Bullaun stone, Killimor, Co. Galway
Co. Galway |
Holy Sites & Wells
In the parish of Killimor in east County Galway sits a bullaun stone, one of those quietly persistent objects that refuse to be fully explained.
A bullaun is a large stone, usually a boulder or a slab, into which one or more cup-shaped depressions have been carved or worn. The water that collects in these hollows has long been considered to have curative or protective properties, and bullauns are frequently found near early Christian sites, churches, and holy wells, though their origins may well be considerably older. The Killimor example belongs to this widespread but still somewhat mysterious class of monument, objects that sit at the boundary between the archaeological and the devotional, between the measurable and the believed.
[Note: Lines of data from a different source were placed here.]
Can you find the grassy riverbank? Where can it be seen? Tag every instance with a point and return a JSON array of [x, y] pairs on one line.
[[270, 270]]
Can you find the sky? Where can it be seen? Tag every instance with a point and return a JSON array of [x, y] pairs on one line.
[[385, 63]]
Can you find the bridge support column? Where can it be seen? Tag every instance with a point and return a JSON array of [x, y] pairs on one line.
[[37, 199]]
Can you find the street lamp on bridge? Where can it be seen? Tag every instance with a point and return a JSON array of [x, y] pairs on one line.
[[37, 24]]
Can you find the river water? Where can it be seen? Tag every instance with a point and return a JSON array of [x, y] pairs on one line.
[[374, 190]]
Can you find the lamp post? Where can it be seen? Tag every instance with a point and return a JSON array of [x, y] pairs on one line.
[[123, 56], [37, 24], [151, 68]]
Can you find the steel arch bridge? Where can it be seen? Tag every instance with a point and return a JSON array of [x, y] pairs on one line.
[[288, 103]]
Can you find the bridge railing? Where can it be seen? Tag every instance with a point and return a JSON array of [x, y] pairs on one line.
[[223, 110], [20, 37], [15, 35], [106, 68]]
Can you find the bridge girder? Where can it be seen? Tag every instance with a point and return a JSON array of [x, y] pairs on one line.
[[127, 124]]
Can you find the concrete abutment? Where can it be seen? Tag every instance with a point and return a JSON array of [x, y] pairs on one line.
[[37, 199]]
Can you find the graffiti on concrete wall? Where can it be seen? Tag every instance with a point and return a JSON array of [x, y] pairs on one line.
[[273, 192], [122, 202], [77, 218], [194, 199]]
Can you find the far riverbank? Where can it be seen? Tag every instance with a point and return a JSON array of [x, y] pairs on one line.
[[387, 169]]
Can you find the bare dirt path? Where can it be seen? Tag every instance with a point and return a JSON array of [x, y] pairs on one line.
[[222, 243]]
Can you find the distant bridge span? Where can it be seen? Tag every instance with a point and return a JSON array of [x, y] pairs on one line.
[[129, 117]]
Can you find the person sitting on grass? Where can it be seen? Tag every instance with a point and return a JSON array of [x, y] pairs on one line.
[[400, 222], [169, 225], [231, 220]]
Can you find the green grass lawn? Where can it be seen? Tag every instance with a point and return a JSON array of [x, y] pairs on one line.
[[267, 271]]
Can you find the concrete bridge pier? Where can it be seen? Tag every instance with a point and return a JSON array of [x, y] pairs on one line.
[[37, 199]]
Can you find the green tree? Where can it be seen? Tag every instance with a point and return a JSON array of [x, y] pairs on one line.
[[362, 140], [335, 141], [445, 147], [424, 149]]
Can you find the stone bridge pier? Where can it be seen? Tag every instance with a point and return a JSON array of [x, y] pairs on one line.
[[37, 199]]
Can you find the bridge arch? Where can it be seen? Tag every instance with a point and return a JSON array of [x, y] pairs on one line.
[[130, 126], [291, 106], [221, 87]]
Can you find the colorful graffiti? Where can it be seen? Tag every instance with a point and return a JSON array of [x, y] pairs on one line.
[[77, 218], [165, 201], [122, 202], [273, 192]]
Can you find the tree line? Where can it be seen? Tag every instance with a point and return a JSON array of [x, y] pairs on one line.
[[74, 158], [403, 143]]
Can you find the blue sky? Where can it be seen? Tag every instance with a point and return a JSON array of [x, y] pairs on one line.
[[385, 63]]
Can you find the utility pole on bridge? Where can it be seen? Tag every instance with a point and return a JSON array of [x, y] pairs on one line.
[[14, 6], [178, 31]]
Bullaun stones are found across Ireland in considerable numbers, and their associations are varied. Some were used as cursing stones, rotated counter-clockwise to bring misfortune on an enemy. Others were simply part of the ritual fabric of a local sacred site, their hollows filled by rain and visited by those seeking relief from ailments, particularly of the eyes or skin. The east Galway landscape around Killimor has its own layered early medieval history, and the presence of a bullaun here fits a broader pattern of such stones appearing in areas with documented ecclesiastical or monastic activity, though the precise context of this particular stone remains unrecorded in any detail currently available.